Por livre vontade, mas tentados por um veículo do mal externo ao humano (a serpente), o casal rompe o pacto (ao apoderar-se do Conhecimento) e, sendo expulso da presença da Divindade, não consegue apropriar-se da Árvore da Vida; nesse mito Adão acedeu à tentação de Eva, antes assediada pela serpente. A divindade não os deixou impunes.
Para o homem ("porque deste ouvidos à voz de tua mulher"), o castigo foi comer o pão com o suor do próprio rosto.
Para a mulher disse "multiplicarei os teus trabalhos e teus partos; darás à luz com dor os filhos e estarás sob o poder do marido, e ele te dominará".
Por sua vez, o mito grego também está calcado, inicialmente, nos perigos da tentativa de igualar-se aos deuses.
Zeus estava irritado com Prometeu porque este havia roubado o fogo (símbolo do saber e da técnica) e entregue ao gênero humano. Para vingar-se, Zeus ordena a Hefesto (deus do fogo, correspondente ao Vulcano dos romanos) que, usando barro, faça aquela que seria a primeira mulher na Terra: Pandora (todos os dons).

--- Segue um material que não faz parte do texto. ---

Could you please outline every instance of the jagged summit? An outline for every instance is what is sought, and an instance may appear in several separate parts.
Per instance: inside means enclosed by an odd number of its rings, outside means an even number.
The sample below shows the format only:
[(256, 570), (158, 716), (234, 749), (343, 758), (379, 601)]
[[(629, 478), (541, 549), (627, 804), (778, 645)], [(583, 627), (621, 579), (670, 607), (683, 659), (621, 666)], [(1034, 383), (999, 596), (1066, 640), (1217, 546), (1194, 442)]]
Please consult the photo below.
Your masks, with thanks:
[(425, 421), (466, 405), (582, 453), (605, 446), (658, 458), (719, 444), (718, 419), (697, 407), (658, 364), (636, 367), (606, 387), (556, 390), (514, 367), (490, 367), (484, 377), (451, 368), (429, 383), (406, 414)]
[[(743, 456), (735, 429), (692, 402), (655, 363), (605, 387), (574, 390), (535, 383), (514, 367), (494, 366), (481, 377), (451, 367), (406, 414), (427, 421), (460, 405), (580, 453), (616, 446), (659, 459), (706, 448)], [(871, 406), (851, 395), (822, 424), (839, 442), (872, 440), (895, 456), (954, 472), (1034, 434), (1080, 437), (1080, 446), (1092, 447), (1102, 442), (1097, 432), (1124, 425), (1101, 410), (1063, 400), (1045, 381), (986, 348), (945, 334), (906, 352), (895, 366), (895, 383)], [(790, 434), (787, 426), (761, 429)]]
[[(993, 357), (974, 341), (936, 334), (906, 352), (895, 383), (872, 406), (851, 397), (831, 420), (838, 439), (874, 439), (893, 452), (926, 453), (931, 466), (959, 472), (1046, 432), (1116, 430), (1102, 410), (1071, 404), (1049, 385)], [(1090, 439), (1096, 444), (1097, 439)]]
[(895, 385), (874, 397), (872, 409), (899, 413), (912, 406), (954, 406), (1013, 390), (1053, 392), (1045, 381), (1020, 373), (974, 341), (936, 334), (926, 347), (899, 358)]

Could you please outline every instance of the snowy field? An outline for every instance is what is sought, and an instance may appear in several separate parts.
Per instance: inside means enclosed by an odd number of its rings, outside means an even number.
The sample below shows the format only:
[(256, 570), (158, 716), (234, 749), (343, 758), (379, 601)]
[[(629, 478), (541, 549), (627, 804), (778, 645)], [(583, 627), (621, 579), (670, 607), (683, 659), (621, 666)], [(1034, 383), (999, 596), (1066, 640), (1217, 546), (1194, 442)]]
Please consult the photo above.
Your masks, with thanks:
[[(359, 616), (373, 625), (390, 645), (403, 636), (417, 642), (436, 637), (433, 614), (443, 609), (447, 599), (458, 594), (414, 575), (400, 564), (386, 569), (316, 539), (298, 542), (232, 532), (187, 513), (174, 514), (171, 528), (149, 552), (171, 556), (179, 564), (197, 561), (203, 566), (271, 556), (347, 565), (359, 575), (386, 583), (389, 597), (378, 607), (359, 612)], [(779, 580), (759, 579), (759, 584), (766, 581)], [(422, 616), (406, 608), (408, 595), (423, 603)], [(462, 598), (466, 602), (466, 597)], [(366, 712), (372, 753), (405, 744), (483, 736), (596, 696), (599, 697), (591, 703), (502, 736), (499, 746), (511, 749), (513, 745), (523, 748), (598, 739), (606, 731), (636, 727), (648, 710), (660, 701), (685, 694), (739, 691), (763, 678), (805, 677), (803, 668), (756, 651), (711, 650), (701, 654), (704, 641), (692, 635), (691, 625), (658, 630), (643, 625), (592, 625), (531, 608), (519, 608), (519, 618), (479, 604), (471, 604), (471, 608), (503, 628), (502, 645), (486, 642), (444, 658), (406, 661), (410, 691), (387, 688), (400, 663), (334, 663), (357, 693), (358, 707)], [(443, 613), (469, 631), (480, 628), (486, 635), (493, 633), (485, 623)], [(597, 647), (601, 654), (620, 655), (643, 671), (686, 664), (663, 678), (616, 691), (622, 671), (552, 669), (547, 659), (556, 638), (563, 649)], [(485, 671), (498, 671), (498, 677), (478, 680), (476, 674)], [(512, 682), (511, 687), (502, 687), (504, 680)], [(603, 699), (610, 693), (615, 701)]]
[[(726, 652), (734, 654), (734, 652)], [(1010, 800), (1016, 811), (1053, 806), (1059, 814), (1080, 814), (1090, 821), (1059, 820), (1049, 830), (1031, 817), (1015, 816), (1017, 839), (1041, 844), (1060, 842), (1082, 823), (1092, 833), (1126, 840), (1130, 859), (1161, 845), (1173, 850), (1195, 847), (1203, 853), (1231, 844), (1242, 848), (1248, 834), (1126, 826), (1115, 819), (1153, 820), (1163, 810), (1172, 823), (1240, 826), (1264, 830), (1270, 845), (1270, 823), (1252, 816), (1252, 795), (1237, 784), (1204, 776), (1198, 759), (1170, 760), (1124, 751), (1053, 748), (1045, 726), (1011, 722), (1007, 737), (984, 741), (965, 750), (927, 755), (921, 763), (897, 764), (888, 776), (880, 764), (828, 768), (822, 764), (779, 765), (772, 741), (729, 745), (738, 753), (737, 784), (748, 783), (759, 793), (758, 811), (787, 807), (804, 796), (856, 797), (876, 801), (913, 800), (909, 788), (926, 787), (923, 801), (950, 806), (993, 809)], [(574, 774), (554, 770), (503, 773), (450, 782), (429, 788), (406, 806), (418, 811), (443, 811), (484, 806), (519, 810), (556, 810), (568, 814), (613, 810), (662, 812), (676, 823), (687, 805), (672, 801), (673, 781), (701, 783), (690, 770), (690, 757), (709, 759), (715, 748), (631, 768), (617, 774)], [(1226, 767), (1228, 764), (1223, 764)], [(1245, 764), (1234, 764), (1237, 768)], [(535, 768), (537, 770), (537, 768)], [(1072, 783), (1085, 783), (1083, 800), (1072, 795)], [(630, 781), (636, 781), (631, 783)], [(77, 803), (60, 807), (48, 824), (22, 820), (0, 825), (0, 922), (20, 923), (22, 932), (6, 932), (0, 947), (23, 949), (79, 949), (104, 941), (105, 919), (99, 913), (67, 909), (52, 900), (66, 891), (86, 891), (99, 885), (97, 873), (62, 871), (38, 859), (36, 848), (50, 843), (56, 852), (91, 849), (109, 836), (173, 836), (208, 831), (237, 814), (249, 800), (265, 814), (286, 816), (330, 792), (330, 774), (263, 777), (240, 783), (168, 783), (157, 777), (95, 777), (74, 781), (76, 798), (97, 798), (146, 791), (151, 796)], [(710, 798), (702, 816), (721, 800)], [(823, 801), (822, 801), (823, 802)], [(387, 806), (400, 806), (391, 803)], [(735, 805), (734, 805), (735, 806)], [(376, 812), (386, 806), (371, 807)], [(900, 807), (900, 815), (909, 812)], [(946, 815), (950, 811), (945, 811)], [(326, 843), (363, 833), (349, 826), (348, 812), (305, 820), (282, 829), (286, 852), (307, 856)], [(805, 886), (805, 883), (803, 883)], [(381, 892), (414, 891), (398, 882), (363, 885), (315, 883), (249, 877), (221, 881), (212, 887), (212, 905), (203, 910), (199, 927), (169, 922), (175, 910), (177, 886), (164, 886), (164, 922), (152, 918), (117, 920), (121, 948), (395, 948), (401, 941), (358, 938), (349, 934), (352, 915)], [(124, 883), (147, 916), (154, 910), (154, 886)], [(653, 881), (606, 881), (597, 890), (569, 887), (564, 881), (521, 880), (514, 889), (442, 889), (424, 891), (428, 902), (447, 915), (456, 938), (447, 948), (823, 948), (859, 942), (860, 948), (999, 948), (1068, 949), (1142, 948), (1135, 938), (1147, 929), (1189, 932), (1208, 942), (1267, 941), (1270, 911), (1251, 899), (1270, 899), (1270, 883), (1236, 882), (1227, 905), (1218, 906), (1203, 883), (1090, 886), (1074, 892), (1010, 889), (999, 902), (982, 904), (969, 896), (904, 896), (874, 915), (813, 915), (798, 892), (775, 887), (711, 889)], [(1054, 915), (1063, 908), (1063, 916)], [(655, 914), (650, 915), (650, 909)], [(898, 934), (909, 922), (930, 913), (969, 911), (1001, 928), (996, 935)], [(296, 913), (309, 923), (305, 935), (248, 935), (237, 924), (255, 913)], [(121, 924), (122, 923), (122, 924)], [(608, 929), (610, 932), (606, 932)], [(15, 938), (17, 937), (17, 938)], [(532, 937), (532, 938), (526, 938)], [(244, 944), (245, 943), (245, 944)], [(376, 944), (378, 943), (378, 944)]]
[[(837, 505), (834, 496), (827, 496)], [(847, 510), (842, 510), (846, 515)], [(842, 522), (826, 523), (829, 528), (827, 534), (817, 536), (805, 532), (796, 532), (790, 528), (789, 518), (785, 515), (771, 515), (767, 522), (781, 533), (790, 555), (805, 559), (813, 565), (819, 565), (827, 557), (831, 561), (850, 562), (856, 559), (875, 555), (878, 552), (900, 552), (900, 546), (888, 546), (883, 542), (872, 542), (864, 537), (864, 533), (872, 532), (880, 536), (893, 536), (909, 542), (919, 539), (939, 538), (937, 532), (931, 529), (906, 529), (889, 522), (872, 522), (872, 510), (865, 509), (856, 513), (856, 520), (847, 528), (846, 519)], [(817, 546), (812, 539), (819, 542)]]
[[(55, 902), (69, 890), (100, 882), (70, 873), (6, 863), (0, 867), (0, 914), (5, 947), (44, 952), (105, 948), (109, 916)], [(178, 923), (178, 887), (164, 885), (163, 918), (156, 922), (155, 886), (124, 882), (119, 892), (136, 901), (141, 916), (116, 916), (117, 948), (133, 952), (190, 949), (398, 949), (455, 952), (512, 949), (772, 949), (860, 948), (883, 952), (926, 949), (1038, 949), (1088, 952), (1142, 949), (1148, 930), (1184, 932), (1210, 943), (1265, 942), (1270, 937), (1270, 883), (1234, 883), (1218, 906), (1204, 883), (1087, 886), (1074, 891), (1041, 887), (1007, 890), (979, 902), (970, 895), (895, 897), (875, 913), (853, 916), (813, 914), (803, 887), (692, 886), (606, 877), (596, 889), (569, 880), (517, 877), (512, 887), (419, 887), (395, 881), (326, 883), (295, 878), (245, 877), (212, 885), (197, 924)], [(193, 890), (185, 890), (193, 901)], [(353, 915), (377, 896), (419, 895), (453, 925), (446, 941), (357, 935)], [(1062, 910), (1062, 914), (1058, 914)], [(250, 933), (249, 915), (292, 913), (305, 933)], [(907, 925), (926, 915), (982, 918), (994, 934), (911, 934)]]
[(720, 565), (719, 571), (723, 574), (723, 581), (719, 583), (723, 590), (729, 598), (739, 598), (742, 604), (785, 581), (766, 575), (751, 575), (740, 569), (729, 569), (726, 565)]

Zeus a ela entrega um jarro lacrado e a proíbe de abri-lo, enviando-a a Epimeteu (irmão de Prometeu). Curiosa, ela rompe o lacre e dali escapam os males que atingirão a humanidade. No fundo do jarro (portanto, em posse da humanidade) restou apenas a esperança.
Trabalho
Parte da penalidade imposta à mulher pela divindade hebraica, a multiplicação dos trabalhos, parece continuar valendo. De acordo com estudos da OIT (Organização Internacional do trabalho), do total de horas trabalhadas diariamente no planeta para a sobrevivência da espécie, dois terços o são pelas mulheres (isso apesar da população mundial ser quase paritária quanto ao percentual masculino e feminino). Da penalidade outorgada por Zeus, felizmente restou a esperança.
Pandoras ou Evas, as mulheres, a cada dia, constroem a igualdade dos gêneros. Talvez Simone de Beauvoir estivesse certa ao dizer que "não se nasce mulher, torna-se".